EXAMPLE 2—METHOD FOR DETECTING UREA IN A LIQUID SAMPLE

[0075] For the detection of the analyte urea, the device according to the invention contains the enzyme urease in the enzyme zone. As can be seen in FIG. 1, the enzyme urease catalyzes the conversion of urea to yield the two gases ammonia and carbon dioxide.

[0076] An acidification zone on the device according to the invention ensures that, firstly, the carbon dioxide which arises does not go into solution as H.sub.3O.sup.+ and HCO.sub.3.sup.−, but escapes quantitatively. As a result, the sensitivity of detection of the device for urea is increased.

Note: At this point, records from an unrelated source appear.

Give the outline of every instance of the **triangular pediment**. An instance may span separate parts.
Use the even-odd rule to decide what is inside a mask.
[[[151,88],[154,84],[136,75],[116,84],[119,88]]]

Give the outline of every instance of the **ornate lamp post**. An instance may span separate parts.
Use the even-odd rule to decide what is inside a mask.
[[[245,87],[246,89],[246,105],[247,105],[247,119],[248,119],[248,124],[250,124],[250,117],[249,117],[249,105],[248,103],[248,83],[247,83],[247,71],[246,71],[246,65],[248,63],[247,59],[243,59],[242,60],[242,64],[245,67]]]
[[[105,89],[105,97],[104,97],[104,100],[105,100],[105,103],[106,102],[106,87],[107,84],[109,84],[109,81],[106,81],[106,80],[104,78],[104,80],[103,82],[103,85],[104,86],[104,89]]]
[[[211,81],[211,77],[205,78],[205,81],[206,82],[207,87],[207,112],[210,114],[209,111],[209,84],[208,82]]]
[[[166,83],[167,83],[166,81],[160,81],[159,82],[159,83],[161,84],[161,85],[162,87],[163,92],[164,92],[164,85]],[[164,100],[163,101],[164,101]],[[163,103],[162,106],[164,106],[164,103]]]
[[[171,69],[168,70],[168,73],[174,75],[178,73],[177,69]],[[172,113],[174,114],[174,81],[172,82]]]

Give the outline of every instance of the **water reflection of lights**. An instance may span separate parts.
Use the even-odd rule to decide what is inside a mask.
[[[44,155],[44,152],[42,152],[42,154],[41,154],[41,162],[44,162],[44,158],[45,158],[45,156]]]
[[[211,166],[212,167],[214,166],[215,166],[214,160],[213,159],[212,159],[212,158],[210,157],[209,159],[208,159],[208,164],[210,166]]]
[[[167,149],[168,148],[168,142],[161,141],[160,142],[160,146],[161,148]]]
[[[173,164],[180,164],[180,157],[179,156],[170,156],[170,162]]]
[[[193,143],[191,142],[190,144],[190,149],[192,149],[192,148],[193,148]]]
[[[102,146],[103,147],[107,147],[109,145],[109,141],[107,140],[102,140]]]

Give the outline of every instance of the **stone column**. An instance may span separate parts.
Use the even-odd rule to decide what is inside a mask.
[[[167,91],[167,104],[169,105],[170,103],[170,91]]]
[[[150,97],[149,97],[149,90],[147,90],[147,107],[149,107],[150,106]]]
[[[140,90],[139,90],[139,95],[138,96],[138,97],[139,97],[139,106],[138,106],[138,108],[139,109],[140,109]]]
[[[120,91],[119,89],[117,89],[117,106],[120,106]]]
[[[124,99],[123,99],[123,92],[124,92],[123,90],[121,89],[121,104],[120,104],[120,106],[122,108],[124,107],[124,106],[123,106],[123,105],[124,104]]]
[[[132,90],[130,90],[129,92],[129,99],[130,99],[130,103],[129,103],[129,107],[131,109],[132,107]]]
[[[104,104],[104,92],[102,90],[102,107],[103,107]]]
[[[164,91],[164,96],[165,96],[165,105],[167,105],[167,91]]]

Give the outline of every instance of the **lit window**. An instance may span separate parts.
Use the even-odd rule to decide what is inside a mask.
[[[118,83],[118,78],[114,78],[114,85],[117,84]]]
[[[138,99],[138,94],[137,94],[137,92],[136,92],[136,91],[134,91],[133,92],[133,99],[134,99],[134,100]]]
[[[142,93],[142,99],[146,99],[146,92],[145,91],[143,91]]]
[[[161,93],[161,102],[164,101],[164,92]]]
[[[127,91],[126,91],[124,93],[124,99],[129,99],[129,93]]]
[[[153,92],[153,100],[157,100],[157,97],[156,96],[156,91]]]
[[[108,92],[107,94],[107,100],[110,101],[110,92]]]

[0077] Moreover, the acidification causes the ammonia which arises to preferentially go into solution as NH.sub.4.sup.+ and OH.sup.−. However, since ammonia has anyway a high tendency to dissolve in aqueous media even at neutral pH, the acidification barely shifts the equilibrium in the direction of dissolved ammonia. In other words, the acidification barely reduces the production of ammonia gas, meaning that, with regard to the production of ammonia gas, the acidification barely causes an adverse effect on detection sensitivity.

[0078] The product of number and volume (amount) of carbon dioxide gas bubbles is thus dependent on the urea concentration in the liquid sample used. The amount of gas bubbles produced decreases with falling urea concentration.

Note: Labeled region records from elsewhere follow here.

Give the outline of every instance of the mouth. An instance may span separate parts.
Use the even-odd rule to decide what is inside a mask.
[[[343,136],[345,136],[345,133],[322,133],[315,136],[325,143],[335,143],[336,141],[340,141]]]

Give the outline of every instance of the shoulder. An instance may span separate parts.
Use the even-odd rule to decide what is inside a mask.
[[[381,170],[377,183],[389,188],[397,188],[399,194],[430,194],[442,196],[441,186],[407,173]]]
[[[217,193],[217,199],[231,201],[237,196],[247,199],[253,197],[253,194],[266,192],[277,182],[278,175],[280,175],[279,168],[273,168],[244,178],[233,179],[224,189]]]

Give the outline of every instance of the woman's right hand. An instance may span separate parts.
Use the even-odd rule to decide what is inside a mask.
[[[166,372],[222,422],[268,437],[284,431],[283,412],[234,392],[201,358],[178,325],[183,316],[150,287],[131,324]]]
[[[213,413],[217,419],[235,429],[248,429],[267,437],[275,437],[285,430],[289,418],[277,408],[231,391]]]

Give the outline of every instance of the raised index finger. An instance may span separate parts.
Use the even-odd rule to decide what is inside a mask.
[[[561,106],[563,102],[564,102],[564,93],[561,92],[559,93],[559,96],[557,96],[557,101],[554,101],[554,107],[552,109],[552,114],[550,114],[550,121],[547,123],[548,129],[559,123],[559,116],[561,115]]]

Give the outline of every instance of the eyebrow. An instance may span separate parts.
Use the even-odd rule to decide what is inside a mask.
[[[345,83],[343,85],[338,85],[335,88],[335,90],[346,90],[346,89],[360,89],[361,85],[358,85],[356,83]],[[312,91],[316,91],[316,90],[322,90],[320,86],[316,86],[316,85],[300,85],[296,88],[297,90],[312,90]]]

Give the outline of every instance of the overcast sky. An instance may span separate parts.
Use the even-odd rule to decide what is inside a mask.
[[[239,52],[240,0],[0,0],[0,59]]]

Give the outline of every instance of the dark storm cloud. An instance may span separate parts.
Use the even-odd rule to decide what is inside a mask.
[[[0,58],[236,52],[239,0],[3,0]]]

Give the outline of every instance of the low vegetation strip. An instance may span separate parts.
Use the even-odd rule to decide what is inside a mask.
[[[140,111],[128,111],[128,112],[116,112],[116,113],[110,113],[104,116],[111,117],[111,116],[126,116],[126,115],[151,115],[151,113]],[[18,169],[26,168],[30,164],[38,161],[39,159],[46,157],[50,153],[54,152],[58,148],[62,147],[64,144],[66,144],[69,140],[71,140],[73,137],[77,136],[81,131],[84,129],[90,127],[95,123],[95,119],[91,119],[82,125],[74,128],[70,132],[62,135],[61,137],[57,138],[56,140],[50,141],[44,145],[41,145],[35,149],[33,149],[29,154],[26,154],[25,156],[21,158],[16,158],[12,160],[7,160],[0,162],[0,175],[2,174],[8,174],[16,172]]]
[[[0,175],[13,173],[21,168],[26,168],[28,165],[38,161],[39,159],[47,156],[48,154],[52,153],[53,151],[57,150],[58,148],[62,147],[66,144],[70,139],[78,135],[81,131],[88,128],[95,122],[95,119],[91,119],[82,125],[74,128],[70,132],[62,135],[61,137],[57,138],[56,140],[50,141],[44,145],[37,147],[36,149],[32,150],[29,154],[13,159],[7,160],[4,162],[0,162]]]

[0079] The amount of gas bubbles can be recorded by means of a software-controlled microscope and be evaluated (e.g., with regard to their number and their geometric properties).

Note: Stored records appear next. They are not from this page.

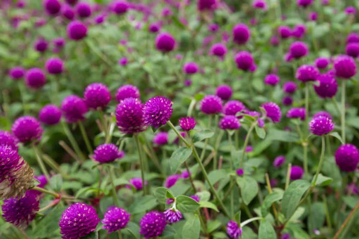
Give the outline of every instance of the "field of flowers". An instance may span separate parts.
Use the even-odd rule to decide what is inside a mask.
[[[0,238],[359,238],[357,0],[0,1]]]

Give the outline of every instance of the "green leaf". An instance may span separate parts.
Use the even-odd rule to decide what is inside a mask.
[[[258,230],[258,239],[277,239],[277,235],[273,226],[265,219],[261,220]]]
[[[289,184],[284,191],[281,203],[282,212],[286,218],[292,216],[303,194],[310,186],[309,182],[303,180],[295,180]]]
[[[169,158],[171,173],[175,173],[180,166],[183,163],[192,153],[192,149],[186,147],[181,147],[175,150]]]
[[[251,177],[244,176],[237,178],[237,184],[241,188],[243,201],[248,205],[258,193],[258,183]]]
[[[182,229],[183,239],[198,239],[200,238],[201,223],[197,214],[188,214]]]
[[[182,213],[190,213],[198,209],[200,204],[189,197],[180,195],[176,198],[176,207]]]

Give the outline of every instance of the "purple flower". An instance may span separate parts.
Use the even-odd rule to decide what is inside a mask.
[[[24,197],[4,200],[1,209],[6,222],[24,229],[35,218],[39,209],[39,200],[36,194],[29,191]]]
[[[39,112],[39,119],[49,125],[56,124],[61,119],[61,110],[55,105],[47,105]]]
[[[287,112],[288,118],[299,118],[301,120],[306,119],[306,109],[303,107],[292,108]]]
[[[145,214],[140,221],[140,234],[145,238],[158,236],[162,234],[166,225],[164,215],[153,211]]]
[[[15,120],[11,131],[22,143],[39,140],[43,132],[40,122],[32,116],[28,116]]]
[[[246,44],[251,37],[251,31],[245,24],[236,25],[232,30],[233,41],[238,45]]]
[[[104,224],[102,228],[108,230],[109,233],[121,230],[126,227],[131,216],[123,208],[111,207],[105,213],[103,219],[101,221]]]
[[[66,28],[67,37],[75,40],[79,40],[86,36],[87,28],[80,21],[73,21],[67,25]]]
[[[170,52],[174,48],[176,41],[172,35],[167,32],[158,34],[155,40],[156,48],[163,52]]]
[[[92,206],[76,202],[67,207],[59,225],[63,239],[77,239],[94,231],[100,221]]]
[[[267,102],[262,105],[261,106],[265,110],[267,117],[272,120],[273,123],[280,121],[282,112],[278,105],[273,102]]]
[[[341,145],[335,152],[335,162],[342,171],[353,172],[358,167],[359,151],[353,144]]]
[[[309,129],[312,133],[317,135],[328,133],[334,128],[334,123],[331,119],[325,116],[313,118],[309,123]]]
[[[155,128],[165,124],[173,110],[171,100],[163,96],[156,96],[147,101],[143,110],[145,123]]]
[[[242,229],[234,221],[230,221],[227,224],[227,234],[231,238],[238,239],[242,236]]]
[[[302,178],[304,174],[304,171],[300,166],[292,166],[290,169],[290,180],[296,180]]]
[[[356,64],[352,57],[341,55],[335,58],[333,64],[335,75],[344,79],[349,79],[356,74]]]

[0080] By way of example, the use of the device in so-called “point of care” urea diagnostics shall be described:

[0081] A drop of blood is applied to the at least one receiving zone of the device. The drop can, for example, be received directly from a (freshly) punctured finger of a person. In this case, the device advantageously contains a plasma-separating membrane, with the result that the blood cells are held back and only blood plasma can advance as far as the enzyme zone. The enzyme zone advantageously contains the enzyme urease in lyophilized form, since the long-term stability of the enzyme is very high in this form and, as a result, the device also ensures a long usability.

[0082] The blood plasma is drawn, along the fluid line by means of capillary forces, from the receiving zone to the enzyme zone, where it meets the lyophilized urease, which goes into solution in the blood plasma. The mixture of blood plasma and urease is promptly transported, via the acidification zone by means of capillary force, to the reaction zone, where carbon dioxide is released by the decomposition of urea. The amount of gas bubbles formed is recorded with the aid of an optical method (e.g., a software-controlled microscope), and this allows conclusions to be drawn regarding the concentration of urea in the blood drop used.

EXAMPLE 3—METHOD FOR DETECTING LACTATE IN A LIQUID SAMPLE

[0083] The enzyme lactate oxidase selectively converts lactate into pyruvate and hydrogen peroxide (see FIG. 1). In a second step, the hydrogen peroxide reacts, owing to its strongly reducing effect, with a potassium permanganate solution slightly acidified with sulfuric acid. The redox reaction leads, firstly, to the decolorization of the potassium permanganate solution, which has an intense purple color, and, secondly, to the formation of oxygen (see FIG. 1).

[0084] For reaction of the hydrogen peroxide with the potassium permanganate solution acidified with sulfuric acid, the device thus further requires an oxidation zone containing at least one oxidant (e.g., MnO.sub.4.sup.− due to dissolved KMnO.sub.4) and at least one acid (H.sub.3O.sup.+, for example due to dissolved H.sub.2SO.sub.4).

[0085] The product of number and volume (amount) of oxygen gas bubbles is thus dependent on the lactate concentration in the liquid sample used. The amount of gas bubbles produced decreases with falling lactate concentration.

[0086] The amount of gas bubbles can be recorded by means of a software-controlled microscope and be evaluated (e.g., with regard to their number and their geometric properties).